Pemerintah Tunjuk Perplexity AI Jadi Pemungut Pajak Digital Baru

Selasa, 26 Mei 2026 | 11:10:22 WIB
Ilustrasi Pajak Digital, Sumber: (NET).

JAKARTA -, Pemerintah mencatat total penerimaan dari sektor pajak digital hingga 30 April 2026 telah menyentuh angka Rp6 triliun.

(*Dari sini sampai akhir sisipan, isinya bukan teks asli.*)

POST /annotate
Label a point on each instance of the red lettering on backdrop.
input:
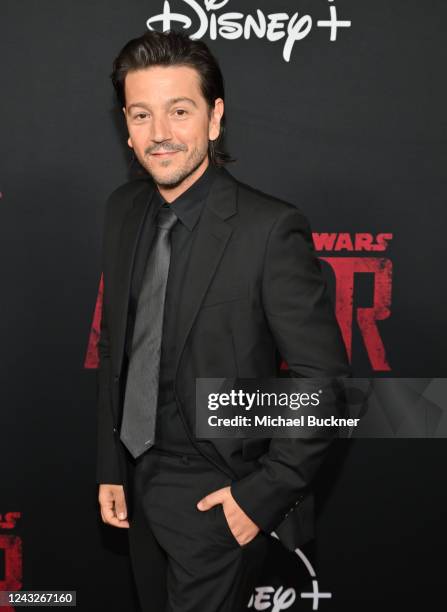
(11, 547)
(345, 269)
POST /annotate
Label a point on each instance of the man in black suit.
(244, 292)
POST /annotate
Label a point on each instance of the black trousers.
(184, 559)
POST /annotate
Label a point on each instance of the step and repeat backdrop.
(337, 106)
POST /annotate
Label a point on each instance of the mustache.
(165, 149)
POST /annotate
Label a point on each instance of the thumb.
(210, 500)
(120, 507)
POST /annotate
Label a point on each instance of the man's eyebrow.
(169, 102)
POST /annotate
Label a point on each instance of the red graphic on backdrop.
(11, 548)
(345, 269)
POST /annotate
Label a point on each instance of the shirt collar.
(189, 204)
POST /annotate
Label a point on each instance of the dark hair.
(174, 48)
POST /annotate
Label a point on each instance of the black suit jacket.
(253, 295)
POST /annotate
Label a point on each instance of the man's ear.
(129, 142)
(216, 116)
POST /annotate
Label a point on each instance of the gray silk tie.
(141, 395)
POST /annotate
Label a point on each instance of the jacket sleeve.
(301, 318)
(107, 461)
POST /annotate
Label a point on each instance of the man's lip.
(165, 153)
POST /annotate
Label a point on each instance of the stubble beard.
(177, 175)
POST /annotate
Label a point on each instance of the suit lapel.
(129, 236)
(212, 237)
(213, 234)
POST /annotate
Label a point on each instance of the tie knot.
(166, 217)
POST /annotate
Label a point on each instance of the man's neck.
(169, 194)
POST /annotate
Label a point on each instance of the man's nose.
(161, 130)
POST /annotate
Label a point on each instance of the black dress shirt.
(170, 432)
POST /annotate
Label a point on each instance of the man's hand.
(241, 525)
(113, 505)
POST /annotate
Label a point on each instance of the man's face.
(168, 121)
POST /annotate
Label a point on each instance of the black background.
(354, 133)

Perolehan tersebut dikumpulkan dari empat pilar utama, yaitu Pajak Pertambahan Nilai Perdagangan Melalui Sistem Elektronik (PPN PMSE), pajak Sistem Informasi Pengadaan Pemerintah (SIPP), pajak fintech, serta pajak aset kripto.

Sektor PPN PMSE menyumbang sebesar Rp4,27 triliun dari total 232 pelaku usaha pemungut.

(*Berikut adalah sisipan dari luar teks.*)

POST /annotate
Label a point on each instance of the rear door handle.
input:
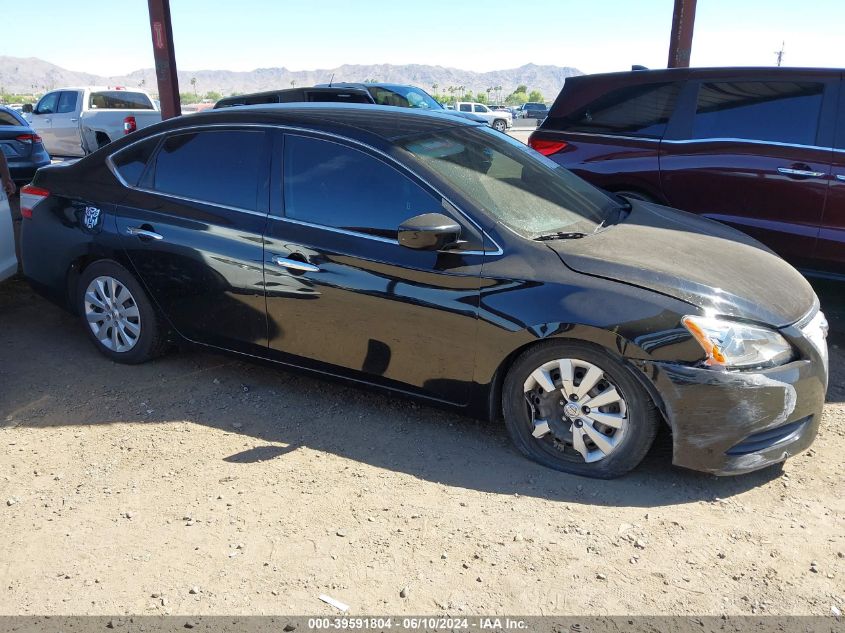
(807, 173)
(295, 264)
(138, 231)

Hingga akhir April 2026, jumlah tersebut berkembang menjadi 264 pelaku setelah dilakukan penyesuaian daftar oleh otoritas terkait, termasuk penunjukan mitra baru yakni HashiCorp, Inc dan Perplexity AI, Inc, serta pencabutan status administratif untuk OpenAI LLC.

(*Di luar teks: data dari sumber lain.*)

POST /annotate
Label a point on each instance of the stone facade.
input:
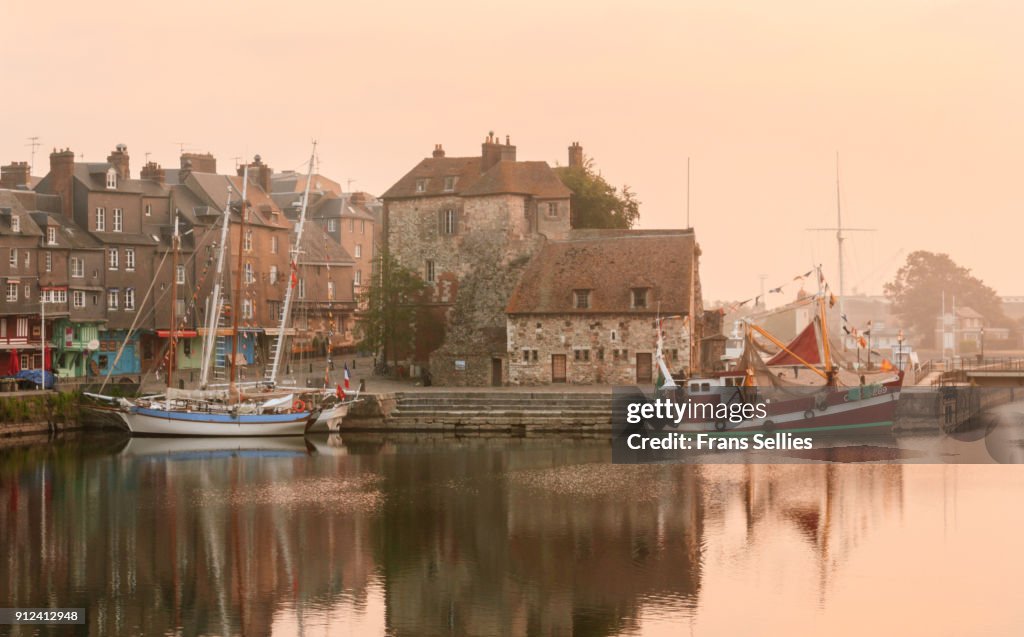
(469, 226)
(597, 349)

Sementara itu, setoran dari pajak SIPP yang mencakup PPh Pasal 22 dan PPN berada di angka Rp1,11 triliun.

Di sisi lain, sektor fintech ikut menyumbangkan penerimaan senilai Rp477,43 miliar yang berasal dari tiga instrumen perpajakan atas bunga pinjaman serta setoran masa PPN dalam negeri.

Untuk lini aset kripto, setoran yang berhasil dihimpun dari PPh Pasal 22 dan PPN dalam negeri adalah sebesar Rp147,32 miliar.

Tren positif pada perolehan pajak digital ini membuktikan perluasan basis pajak pada ekosistem ekonomi digital saat ini.

Kenaikan berkala tersebut juga mencerminkan tingkat kesadaran serta kepatuhan para pelaku usaha yang kian meningkat dalam memenuhi seluruh kewajiban perpajakan mereka.